Сейчас Спенсер начинал серьезно сомневаться в мудрости сделанного приглашения к совместному ужину.
— Ах, серебряные ложки? Поговорка, да? Хотите сказать, что меня родили в рубашке, с серебряной ложкой во рту, в руке и еще в одном месте?
— Приношу свои извинения.
— Нет, — ответил он. — Предпочитаю, чтобы вы остались. Я вам открою один ма-аленький — вот такусенький — секрет. Мой отец был военным. После его гибели мать по вечерам, после работы, стирала чужое белье, чтобы свести концы с концами. Свои миллионы я заработал старомодным путем: неравный брак.
Делани даже не улыбнулась.
— Между прочим, я только что изящно пошутил, — посетовал Спенсер. — А впрочем, вам лучше расспросить мою жену. Как-никак, это я ей неровня.
Не хотел он этого говорить. Само вылетело.
— А я слышала — все совсем наоборот, — ответила она.
Прямота Делани изумила Спенсера. Он даже не мог сразу понять, как реагировать: возмутиться за оскорбление жены или, наоборот, сказать спасибо?
— Деньги никогда меня не впечатляли, — добавила она. — Люди позволяют деньгам управлять их жизнью. Деньги за них принимают решение, кто чего стоит.
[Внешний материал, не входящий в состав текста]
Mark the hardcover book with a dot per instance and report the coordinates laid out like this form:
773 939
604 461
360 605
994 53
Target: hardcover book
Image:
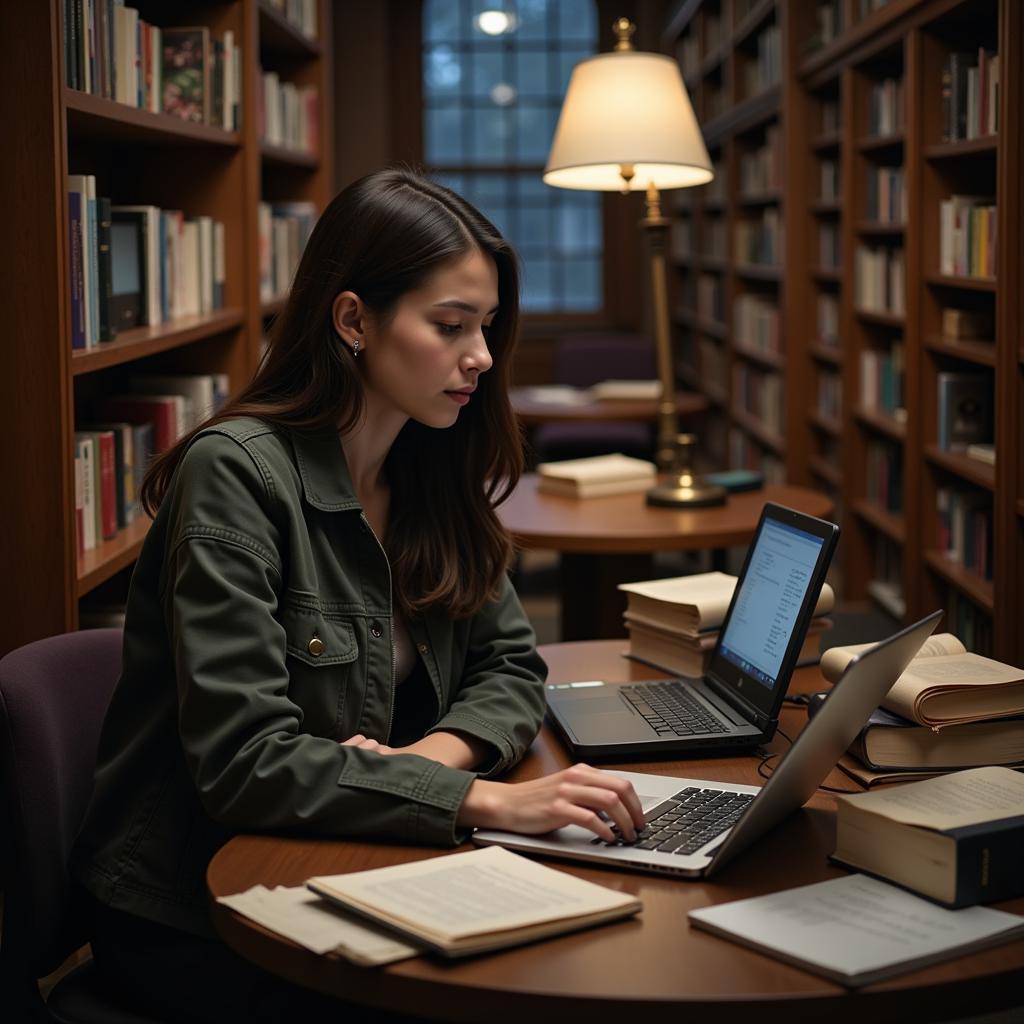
957 839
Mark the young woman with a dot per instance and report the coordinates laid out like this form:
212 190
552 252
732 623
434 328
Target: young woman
321 635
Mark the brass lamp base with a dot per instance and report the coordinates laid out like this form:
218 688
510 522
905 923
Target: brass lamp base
685 493
681 488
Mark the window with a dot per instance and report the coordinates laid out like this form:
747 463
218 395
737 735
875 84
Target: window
495 73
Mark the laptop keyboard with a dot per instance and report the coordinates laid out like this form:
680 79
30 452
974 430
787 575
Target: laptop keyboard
672 710
686 821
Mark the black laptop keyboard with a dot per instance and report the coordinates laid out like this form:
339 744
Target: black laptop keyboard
672 710
686 821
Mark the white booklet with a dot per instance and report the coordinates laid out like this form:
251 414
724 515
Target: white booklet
856 930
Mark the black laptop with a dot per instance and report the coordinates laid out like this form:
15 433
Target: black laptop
736 704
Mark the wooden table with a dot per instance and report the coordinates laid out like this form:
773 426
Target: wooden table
655 963
607 541
532 413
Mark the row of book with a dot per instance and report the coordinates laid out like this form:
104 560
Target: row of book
884 475
288 114
766 69
965 528
756 323
137 264
886 197
829 394
112 454
970 95
885 111
761 169
882 372
760 241
745 453
965 410
967 236
880 280
759 394
110 51
301 13
284 230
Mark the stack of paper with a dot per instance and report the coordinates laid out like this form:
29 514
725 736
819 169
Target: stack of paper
594 477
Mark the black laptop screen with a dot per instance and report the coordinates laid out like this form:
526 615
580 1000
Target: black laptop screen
778 573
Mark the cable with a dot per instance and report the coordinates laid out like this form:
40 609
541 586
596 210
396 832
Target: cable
765 758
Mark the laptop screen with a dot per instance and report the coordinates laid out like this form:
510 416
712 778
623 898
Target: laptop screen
781 566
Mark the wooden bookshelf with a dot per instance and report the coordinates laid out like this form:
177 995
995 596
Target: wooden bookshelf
137 157
823 109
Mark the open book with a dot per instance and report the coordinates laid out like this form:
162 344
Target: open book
692 604
944 684
474 902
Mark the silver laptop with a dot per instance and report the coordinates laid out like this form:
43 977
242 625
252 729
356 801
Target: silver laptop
736 702
694 826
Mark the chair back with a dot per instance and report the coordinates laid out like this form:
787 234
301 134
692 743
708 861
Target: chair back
53 696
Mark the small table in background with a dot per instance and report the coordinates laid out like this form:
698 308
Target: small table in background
603 542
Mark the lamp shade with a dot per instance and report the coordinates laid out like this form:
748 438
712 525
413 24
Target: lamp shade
627 109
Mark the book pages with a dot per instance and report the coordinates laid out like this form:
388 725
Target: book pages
311 922
964 798
487 891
Кто кого выше. Кто кому неровня.
— Хотите сказать, что, буде представится такая возможность, вы предпочтете жить бедно и счастливо, нежели богато и уныло?
— А вы сами? Разве выберете другое?
— Помню, после смерти отца бывали такие времена, когда у нас с матерью не хватало денег, чтобы купить друг другу подарки на Рождество… Знаете, я подозреваю, что люди, заявляющие, что, дескать, можно быть бедным и счастливым, сами никогда шкуру бедняка не примеряли.
Вновь появилась официантка, на сей раз с блюдом для Делани: огромная тарелка равиолей. Спенсер расплылся в улыбке:
— Боже мой, ведь я не пробовал равиоли с детства! Мать всегда покупала их в консервных банках. Постойте… Как же они назывались-то? Там еще такой симпатичный дядька в поварском колпаке…
— Шеф Боярде!
— Да-да, он самый! Как же они… А, «Спагетти-Ос»!
— Сразу видно гурмана! Боюсь только, эту марку выпускала другая компания. Я тоже ими очень увлекалась…
Она помолчала.
— Судья, не сердитесь на меня, если я вас ненароком обидела… Я не знаю… Такое впечатление, что всякий раз, когда мы с вами встречаемся, я говорю… или делаю что-то глупое. Давеча «ягуар» вам новый разбила… Почему-то рядом с вами мне как-то… не по себе. Наверное, оттого, что я вами восхищаюсь. А если совсем начистоту, вы меня просто запугали… Я, наверное, несу ерунду, да?
Вновь ее прямота и открытость поразили Спенсера. Мелисса уж точно навесила бы ей ярлык «дура наивная». Он не знал, что ответить, и, подождав пару секунд, она сменила тему:
— Очевидно, ваша мама очень трудолюбивый и замечательный человек. Она… еще жива?
— Да, только вот видимся мы редко.
— Слишком заняты?
— Да нет. Они с моей женой друг друга не выносят.
— Ужас какой, — посочувствовала Делани. — В смысле жаль, что так… Вы не рассердитесь, если я кое-что скажу? Я была удивлена, встретив вашу жену. Совсем не похоже, чтобы вы с ней отлично ладили. Ой, Господи! Что я несу? Опять лезу не в свое дело! Извините. День сегодня выпал очень длинный, а от этого вина у меня, похоже, язык сам по себе болтается.